Whatever your parents are like, it's a gift to have alternative role models so you know there are other possibilities. My mother was constantly in motion, a flurry of lists and activity, who loved to entertain and loathed causing discomfort. Auntie proved you didn't have to operate at high speed, respect tradition, or maintain everyone's comfort to contribute and have fun. She administered first-aid to my brothers and me when my mother's nerves failed her and ruled on whether a trip to the hospital was required (almost never). She didn't apologize for sitting down to watch TV. She had no qualms about saying no or locking her door when my brothers and I got old enough to think we could wander into her house.
"What's up, Doc?" she'd say when she answered the door.
I could see that Auntie was a sharp observer who wasn't afraid to speak her mind or state the obvious when no one else would.
"What a crock," she'd comment dryly, or, "Whatever works."

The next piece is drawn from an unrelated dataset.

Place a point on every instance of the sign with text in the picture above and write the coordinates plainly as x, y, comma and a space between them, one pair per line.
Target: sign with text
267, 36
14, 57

She expected us all to use our brains, keep a sense of humor, and fear only God.
Through the 1970s, while Mom kept an eye out for the newest thing, Auntie Lou developed her eye for antiques. Mom drove to the Cities to shop and see plays with me when I was in college, while Auntie gladly accompanied Uncle to the northern woods and Canada to fish and camp. Auntie took over the family recipe for Swedish potato sausage when her mother died, preserved practices too time-consuming for the rest of us, and became a master scrapbooker.
These days, the sisters still talk to each other almost every day. They accompany each other to appointments and on occasional day trips. Together, they have the bases covered.
Auntie never gave up the accordion, either. After the Noble, she had a Morbidoni, then a Titano, now a Stanelli. In our city living room are copies of her sheet music—Patrick is learning to play fiddle parts so he can keep up with her when we visit. She's still cool.
Photo: Lorraine Anderson and baby Gayla Marty in the Marty living room, winter 1959, by Gordon Marty. Ektachrome.